By John Milton
Two Things I Liked About Paradise Lost:
1. Finishing it
2. Being able to say I've read it
I have been SO negligent of this blog this year. It's disappointing. I don't like not posting very much. Among other things, I could use the regular writing outlet and practice. But I just... kind of don't have time. Sophomore year has been vastly more time consuming than freshman year. It's all I can do to get my homework done well and in a timely manner, with enough down-time so as not to spiral into a quicksand pit of stress. But I'll do what I can to keep this up! Even though I don't have many readers, this blog is important to me. I like having the record of what I've read and what I've thought about it.

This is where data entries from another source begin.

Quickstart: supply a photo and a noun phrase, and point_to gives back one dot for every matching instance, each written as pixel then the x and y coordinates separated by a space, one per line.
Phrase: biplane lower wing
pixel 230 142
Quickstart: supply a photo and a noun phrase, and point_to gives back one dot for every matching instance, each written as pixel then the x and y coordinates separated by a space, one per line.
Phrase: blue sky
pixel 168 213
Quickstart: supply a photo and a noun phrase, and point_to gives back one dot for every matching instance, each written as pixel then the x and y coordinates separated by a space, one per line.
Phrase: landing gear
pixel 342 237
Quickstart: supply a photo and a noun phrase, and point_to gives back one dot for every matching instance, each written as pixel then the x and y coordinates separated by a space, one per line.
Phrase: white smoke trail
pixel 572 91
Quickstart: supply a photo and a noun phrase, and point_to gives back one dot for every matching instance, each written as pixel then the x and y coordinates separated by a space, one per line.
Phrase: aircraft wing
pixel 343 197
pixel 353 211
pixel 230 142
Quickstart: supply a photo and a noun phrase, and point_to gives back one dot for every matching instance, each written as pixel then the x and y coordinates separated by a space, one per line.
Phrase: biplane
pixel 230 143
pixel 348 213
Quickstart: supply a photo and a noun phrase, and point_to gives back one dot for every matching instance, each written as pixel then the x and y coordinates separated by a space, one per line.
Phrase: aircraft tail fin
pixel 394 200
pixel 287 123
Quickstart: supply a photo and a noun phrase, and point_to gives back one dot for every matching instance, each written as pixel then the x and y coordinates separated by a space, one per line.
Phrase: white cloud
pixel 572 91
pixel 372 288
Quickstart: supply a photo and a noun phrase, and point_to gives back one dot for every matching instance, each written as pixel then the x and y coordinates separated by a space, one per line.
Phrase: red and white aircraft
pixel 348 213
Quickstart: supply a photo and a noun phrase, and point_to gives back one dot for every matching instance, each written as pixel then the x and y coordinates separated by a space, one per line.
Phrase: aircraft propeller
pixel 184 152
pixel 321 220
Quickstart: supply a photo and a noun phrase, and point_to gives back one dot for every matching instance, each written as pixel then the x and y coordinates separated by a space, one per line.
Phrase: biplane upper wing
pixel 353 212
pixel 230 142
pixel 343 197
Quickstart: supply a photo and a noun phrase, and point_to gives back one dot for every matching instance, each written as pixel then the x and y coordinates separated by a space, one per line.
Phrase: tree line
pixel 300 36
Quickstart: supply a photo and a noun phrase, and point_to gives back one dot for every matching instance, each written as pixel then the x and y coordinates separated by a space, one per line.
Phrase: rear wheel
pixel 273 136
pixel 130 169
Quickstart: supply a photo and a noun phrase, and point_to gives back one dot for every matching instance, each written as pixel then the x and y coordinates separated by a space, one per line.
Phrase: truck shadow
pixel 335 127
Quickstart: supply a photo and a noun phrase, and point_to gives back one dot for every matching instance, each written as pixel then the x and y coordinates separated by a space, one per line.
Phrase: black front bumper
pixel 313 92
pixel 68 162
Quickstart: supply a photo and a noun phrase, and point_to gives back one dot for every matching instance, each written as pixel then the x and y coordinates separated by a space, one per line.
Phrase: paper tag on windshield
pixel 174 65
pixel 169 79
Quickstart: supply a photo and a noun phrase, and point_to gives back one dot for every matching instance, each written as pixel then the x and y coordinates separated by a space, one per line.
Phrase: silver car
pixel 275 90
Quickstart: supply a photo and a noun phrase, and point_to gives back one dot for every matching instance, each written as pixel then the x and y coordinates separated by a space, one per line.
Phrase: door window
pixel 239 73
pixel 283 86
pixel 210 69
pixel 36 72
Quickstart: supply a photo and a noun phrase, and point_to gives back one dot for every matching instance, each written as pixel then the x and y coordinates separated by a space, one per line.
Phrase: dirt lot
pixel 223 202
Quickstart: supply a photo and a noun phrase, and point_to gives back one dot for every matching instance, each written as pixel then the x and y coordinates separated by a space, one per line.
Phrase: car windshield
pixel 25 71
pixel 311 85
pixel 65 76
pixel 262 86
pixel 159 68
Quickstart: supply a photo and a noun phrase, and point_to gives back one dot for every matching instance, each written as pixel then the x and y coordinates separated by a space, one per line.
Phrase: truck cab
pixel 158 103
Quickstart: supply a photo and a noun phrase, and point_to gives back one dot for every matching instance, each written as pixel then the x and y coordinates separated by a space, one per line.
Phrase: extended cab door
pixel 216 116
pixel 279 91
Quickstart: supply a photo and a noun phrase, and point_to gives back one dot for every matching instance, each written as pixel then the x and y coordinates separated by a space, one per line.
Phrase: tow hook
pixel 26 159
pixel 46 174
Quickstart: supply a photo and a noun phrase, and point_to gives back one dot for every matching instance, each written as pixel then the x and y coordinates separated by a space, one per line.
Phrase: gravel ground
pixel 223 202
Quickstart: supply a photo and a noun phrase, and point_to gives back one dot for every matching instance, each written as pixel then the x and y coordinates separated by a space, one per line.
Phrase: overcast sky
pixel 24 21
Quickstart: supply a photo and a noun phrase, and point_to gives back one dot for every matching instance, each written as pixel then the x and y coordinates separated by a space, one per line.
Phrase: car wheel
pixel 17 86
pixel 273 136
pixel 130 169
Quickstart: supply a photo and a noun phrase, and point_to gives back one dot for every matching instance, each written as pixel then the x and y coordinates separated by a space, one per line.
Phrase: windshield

This review is going to be a quickie. I just wanted to get something new up! So. Paradise Lost. Many of you have probably been subjected to this book in either high school or college. That's certainly why I read it, though at times I considered bailing on the effort and succumbing to Sparknotes. (But my academic and bibliophiliac conscience wouldn't let me.) I wanted to give this book one star because it was such a long and unenjoyable slog, but I felt like I shouldn't totally slam it just because it wasn't my taste. I mean, there is some merit to it. Why else would it have withstood the test of time to become one of the most reputable epic poems in the Western canon? Why else indeed.
I feel like I can sum up Paradise Lost in two words: Bible fanfiction. Milton retells the story of Adam and Eve's fall from Eden - starring Satan, and beginning with his fall from Heaven. This poem has everything a good (by which I mean terrible) fanfiction has: sensationalism, revenge, sexual escapades, interpersonal drama not found in the original story... You name it, Paradise Lost has got it. Which is amusing to discuss, but not as amusing as it sounds to read. Milton's language is extravagant and excessively rife with allusions that you may or may not get (in lecture we were told Milton was the most learned man of his time, something which he seems eager to show off), making the poem incredibly dense and arduous to read. His sentences span so many lines that by the end you can't remember what the subject and verb were, and thus have to read the entire thing again.
In short: Not my idea of a good time.
Conversation Starter: Have you ever been subjected to Paradise Lost? If so, what was your experience reading it?